TX A & M University Research Center



            Cryptosporidium parvum has become an extremely important pathogen in drinking water.  It produces a high risk of waterborne disease particularly for the immunocompromised.  Ceriodaphnia, Daphnia, and Ostracods are all micro-invertebrates, which are common in water sediments where C. parvum oocysts may also be present. The main focus of this study was to determine whether Ceriodaphnia possessed the capability of ingesting C. parvum oocysts without the excretion of any viable oocysts.  Experiments were performed using five Ceriodaphnias.  They were fed 1,250 live C. parvum oocysts for one hour.  After a thorough microscopic examination of the remaining water samples, the number of oocysts detected were very few.  Ceriodaphnias were able to ingest a large number of oocysts given only an hour feeding time.  Less than 1% of oocysts were reported to have been (possibly) excreted.   

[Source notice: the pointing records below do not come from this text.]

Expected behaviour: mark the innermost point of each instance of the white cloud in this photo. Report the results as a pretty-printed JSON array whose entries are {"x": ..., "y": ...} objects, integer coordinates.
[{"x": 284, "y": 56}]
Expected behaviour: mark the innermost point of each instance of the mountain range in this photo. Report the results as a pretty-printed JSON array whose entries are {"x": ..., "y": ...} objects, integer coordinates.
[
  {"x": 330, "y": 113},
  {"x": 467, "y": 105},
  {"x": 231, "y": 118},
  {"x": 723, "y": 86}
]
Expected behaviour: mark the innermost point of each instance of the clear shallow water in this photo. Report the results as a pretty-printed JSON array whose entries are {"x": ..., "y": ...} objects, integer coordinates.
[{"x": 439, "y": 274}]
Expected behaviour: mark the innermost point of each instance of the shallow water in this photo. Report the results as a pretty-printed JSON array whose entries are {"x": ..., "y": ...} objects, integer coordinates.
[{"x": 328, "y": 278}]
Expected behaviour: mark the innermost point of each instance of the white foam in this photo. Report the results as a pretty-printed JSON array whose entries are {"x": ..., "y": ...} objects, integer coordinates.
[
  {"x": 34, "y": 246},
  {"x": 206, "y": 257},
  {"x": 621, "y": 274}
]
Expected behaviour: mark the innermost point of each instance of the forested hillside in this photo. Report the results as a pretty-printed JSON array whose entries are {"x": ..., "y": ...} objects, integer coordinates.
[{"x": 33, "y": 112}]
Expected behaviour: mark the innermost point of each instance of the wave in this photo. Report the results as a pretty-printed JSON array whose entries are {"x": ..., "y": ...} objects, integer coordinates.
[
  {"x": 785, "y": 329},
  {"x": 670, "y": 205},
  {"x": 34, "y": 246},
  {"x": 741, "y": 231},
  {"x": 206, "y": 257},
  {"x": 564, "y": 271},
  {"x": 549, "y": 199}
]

            The contamination of water supplies is a serious global issue.  The urgency to better understand  C. parvum has become quite significant given the fact that it forms highly infectious oocysts (3). This protozoan is a serious health threat to those individuals who are immunocompromised and immunosuppressed (3).  Ingestion of C.parvum oocysts can lead to severe diarrhea, vomiting, abdominal pains, and in some extreme cases even death (1).  Cryptosporidium spp.  has been detected in sewage, filtered secondary waste water, surface waters, groundwater, and most importantly treated drinking water (5).  Cryptosporidium parvum oocysts are most commonly found in sites where infected domestic and wild animals excrete live oocysts.  These highly infectious oocysts can be transported by runoff finding their way into municipal water sources.  Ceriodaphnia, a micro-invertebrate, commonly found in water sediments, has shown the capability of ingesting large amounts of C.parvum oocysts with little to no oocysts excretion.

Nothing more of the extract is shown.